(ANSA) – ROMA, 27 APR – La crisi legata al Covid pesa anche
sul turismo religioso: in un anno sono stati persi 22mila posti
letto ovvero il 10% di quelli finora destinati all’ospitalità
spirituale o turistica, per studenti, lavoratori, gruppi e
famiglie. E’ quanto emerge dal Rapporto 2021 di Ospitalità
Religiosa, la rete delle strutture di accoglienza legata alla
Cei.
“L’assenza di ospiti e i pesanti costi fissi hanno costretto congregazioni, diocesi e associazioni – spiega Fabio Rocchi,
presidente dell’associazione Ospitalità Religiosa Italiana – a
chiudere i battenti di centinaia di strutture per destinarle ad
altri usi, se non addirittura a liberarsene. Il calo più marcato
si registra al centro-sud, con esclusione di Roma dove si
confida che i pellegrini possano tornare al più presto”. Il
Lazio, infatti, rappresenta l’offerta più ampia con oltre 33mila
posti-letto dei 210mila disponibili su tutto il territorio
nazionale.
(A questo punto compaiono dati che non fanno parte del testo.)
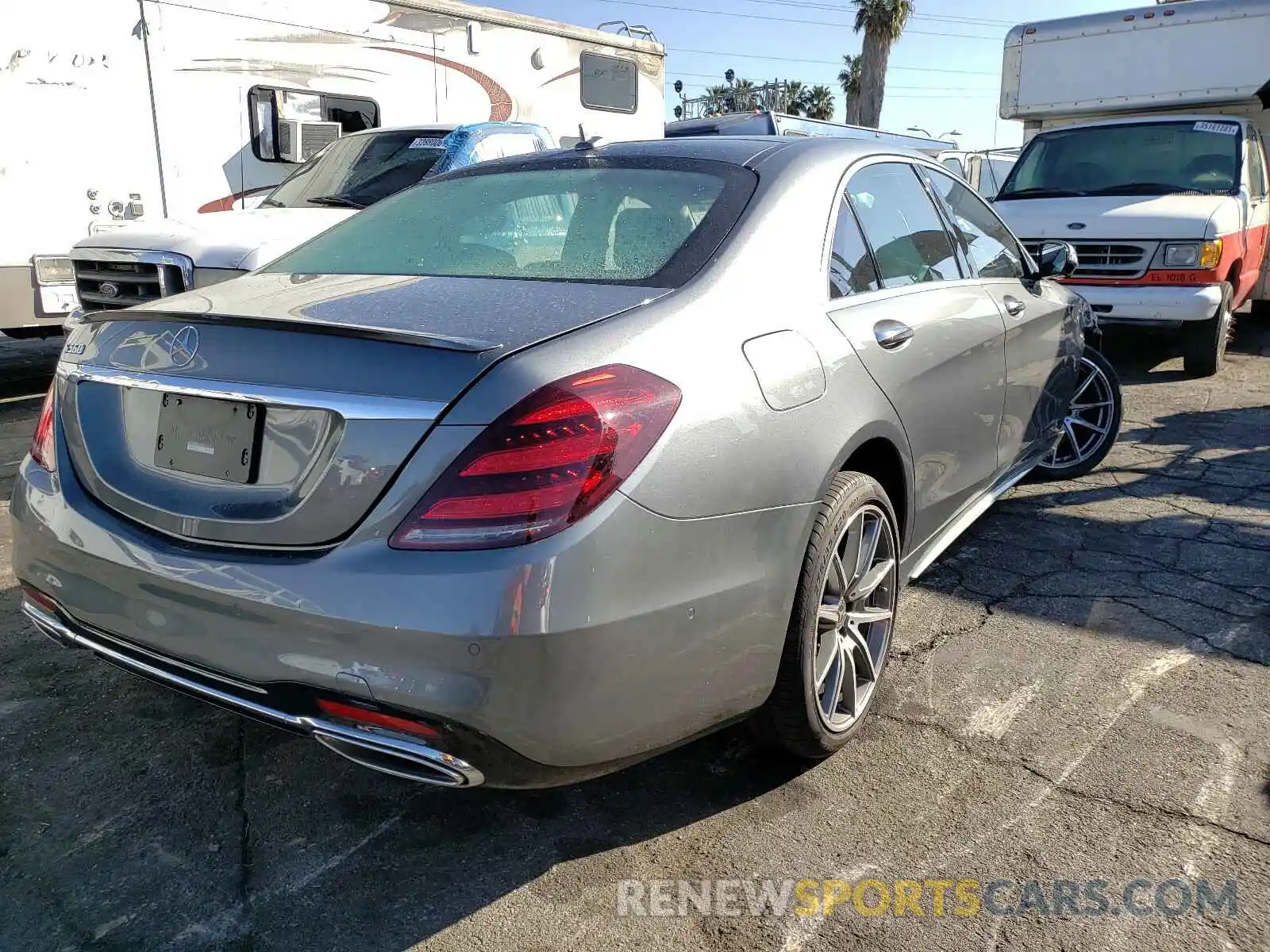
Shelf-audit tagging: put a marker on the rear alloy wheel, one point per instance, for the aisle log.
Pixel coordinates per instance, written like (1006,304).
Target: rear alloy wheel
(1204,342)
(844,617)
(1091,424)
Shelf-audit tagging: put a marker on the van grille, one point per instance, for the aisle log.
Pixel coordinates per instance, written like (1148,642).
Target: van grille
(112,285)
(1111,259)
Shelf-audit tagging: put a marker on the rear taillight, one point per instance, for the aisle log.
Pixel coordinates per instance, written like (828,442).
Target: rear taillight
(42,448)
(544,463)
(375,719)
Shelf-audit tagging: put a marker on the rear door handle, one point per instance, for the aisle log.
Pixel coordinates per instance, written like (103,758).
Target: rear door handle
(892,334)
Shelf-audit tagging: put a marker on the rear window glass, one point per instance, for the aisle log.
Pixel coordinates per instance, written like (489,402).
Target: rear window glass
(587,222)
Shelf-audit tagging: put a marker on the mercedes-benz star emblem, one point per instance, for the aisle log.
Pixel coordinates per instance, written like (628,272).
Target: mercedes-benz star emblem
(184,346)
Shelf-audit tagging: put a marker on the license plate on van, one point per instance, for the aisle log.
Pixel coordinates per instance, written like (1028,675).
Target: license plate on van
(206,437)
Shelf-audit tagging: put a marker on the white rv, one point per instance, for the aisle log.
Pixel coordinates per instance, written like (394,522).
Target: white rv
(1145,149)
(149,109)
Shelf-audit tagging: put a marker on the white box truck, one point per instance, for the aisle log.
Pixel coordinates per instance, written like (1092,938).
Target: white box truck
(150,114)
(1145,149)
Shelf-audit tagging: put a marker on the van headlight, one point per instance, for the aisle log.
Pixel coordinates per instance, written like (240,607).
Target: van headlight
(54,271)
(1194,254)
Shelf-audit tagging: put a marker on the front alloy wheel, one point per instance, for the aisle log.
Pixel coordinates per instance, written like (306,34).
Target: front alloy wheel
(857,607)
(1091,423)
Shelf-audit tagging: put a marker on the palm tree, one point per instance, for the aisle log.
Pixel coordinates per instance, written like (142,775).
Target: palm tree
(742,97)
(794,94)
(715,98)
(849,78)
(883,23)
(819,103)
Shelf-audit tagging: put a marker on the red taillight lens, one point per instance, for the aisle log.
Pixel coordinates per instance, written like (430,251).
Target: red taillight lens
(544,463)
(42,448)
(375,719)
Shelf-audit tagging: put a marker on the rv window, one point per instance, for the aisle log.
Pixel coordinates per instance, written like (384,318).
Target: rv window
(267,106)
(609,84)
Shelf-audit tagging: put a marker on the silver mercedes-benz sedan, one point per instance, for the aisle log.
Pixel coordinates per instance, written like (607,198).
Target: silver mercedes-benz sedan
(559,461)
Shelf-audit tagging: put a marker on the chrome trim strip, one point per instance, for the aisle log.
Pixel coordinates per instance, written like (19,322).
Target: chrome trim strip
(967,518)
(130,255)
(448,770)
(351,406)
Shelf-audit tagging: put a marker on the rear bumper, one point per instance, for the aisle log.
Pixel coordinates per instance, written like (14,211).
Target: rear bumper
(611,641)
(383,750)
(1149,304)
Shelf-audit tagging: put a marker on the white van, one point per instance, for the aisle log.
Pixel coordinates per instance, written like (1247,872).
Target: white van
(1143,133)
(152,109)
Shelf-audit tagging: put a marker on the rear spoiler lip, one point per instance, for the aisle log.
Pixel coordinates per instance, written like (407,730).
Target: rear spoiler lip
(418,338)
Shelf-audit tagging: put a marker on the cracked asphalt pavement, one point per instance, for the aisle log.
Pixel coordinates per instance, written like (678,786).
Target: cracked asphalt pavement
(1077,691)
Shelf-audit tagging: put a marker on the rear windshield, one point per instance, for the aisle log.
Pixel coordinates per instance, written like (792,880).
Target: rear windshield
(360,171)
(1130,159)
(581,221)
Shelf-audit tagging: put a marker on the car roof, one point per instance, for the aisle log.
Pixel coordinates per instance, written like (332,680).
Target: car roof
(448,127)
(747,150)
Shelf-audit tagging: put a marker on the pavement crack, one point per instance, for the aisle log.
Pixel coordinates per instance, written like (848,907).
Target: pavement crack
(1064,789)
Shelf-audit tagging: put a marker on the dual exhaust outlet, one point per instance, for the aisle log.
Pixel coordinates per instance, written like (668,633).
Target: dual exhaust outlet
(376,749)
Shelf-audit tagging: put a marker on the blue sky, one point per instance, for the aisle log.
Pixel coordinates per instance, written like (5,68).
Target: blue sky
(945,74)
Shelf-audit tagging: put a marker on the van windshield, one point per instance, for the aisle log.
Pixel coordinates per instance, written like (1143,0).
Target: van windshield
(1130,159)
(360,171)
(587,224)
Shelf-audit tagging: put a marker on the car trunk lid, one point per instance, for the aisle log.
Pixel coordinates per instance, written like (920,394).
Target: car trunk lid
(275,410)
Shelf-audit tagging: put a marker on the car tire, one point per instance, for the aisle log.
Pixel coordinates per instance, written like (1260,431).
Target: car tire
(1204,342)
(799,716)
(1102,410)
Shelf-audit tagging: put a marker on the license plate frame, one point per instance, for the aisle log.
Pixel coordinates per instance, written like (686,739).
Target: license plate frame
(219,440)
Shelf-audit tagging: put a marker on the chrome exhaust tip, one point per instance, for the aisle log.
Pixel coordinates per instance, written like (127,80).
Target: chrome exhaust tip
(399,758)
(376,749)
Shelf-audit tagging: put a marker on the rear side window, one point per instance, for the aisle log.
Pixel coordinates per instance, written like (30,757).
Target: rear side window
(906,234)
(851,267)
(609,83)
(1257,168)
(577,221)
(990,244)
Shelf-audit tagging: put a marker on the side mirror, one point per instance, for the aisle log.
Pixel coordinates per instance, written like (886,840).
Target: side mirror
(1057,259)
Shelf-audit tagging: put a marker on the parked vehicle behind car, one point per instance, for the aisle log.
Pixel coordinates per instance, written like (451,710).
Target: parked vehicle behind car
(1145,145)
(145,260)
(533,471)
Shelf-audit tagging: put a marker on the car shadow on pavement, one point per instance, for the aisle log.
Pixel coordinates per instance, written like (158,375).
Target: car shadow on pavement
(1140,355)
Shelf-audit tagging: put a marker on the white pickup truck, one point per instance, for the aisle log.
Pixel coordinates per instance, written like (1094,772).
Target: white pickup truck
(1143,148)
(143,260)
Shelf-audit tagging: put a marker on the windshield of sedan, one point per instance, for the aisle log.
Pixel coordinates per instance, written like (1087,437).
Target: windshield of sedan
(1130,159)
(360,171)
(579,222)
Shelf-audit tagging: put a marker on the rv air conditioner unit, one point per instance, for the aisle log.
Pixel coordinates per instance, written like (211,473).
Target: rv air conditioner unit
(300,141)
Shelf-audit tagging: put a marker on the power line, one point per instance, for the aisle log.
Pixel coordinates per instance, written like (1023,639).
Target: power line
(825,63)
(837,8)
(889,86)
(791,19)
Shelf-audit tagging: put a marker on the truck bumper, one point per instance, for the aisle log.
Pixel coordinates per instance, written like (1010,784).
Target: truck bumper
(1151,305)
(23,304)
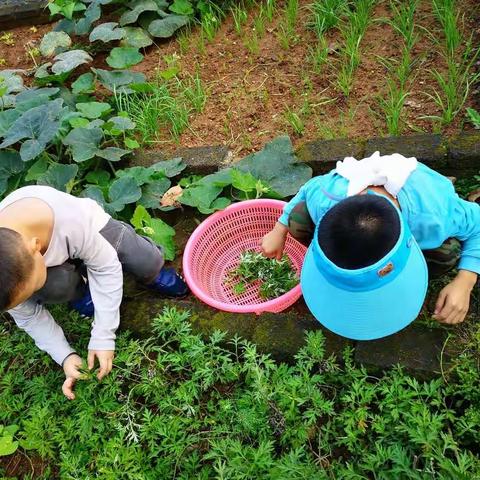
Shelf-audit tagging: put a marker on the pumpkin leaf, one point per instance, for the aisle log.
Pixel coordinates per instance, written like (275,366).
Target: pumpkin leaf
(138,7)
(118,125)
(53,42)
(10,164)
(124,57)
(170,168)
(122,192)
(136,37)
(37,169)
(182,7)
(160,232)
(38,126)
(93,110)
(166,27)
(59,176)
(7,445)
(83,84)
(83,142)
(112,154)
(107,32)
(119,80)
(91,15)
(152,193)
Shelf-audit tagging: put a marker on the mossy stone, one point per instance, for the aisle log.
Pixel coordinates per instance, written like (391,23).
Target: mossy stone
(464,153)
(417,348)
(426,148)
(323,155)
(199,160)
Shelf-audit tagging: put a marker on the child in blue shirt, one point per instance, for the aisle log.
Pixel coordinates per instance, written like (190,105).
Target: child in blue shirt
(369,225)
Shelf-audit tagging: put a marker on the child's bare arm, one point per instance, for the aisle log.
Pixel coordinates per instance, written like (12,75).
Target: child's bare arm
(273,242)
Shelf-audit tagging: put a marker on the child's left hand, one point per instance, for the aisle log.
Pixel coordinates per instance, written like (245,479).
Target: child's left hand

Seguono ben distanziati Veneto, Emilia Romagna e
Lombardia, ma la regione con la maggiore “densità” di
posti-letto è la Valle d’Aosta.
“Per chi è rimasto aperto, questo anno di sostanziale pausa è
servito per adeguarsi, ad esempio, all’accessibilità per le
persone con disabilità motorie, in cui spicca il Friuli-Venezia
Giulia con il 69% di strutture attrezzate. In questo ambito –
riferisce ancora il presidente dell’associazione – gli sforzi
maggiori premiano Umbria, Basilicata e Calabria, con un
incremento del 13% rispetto alla rilevazione del 2019”.
Dal Rapporto emerge anche che tra i servizi più diffusi nelle
strutture ricettive dell’ospitalità religiosa c’è il parcheggio
auto (76%), il giardino (69%), la sala riunioni (68%), una
cappella (60%), la sala tv (57%) e la chiesa (42%). (ANSA).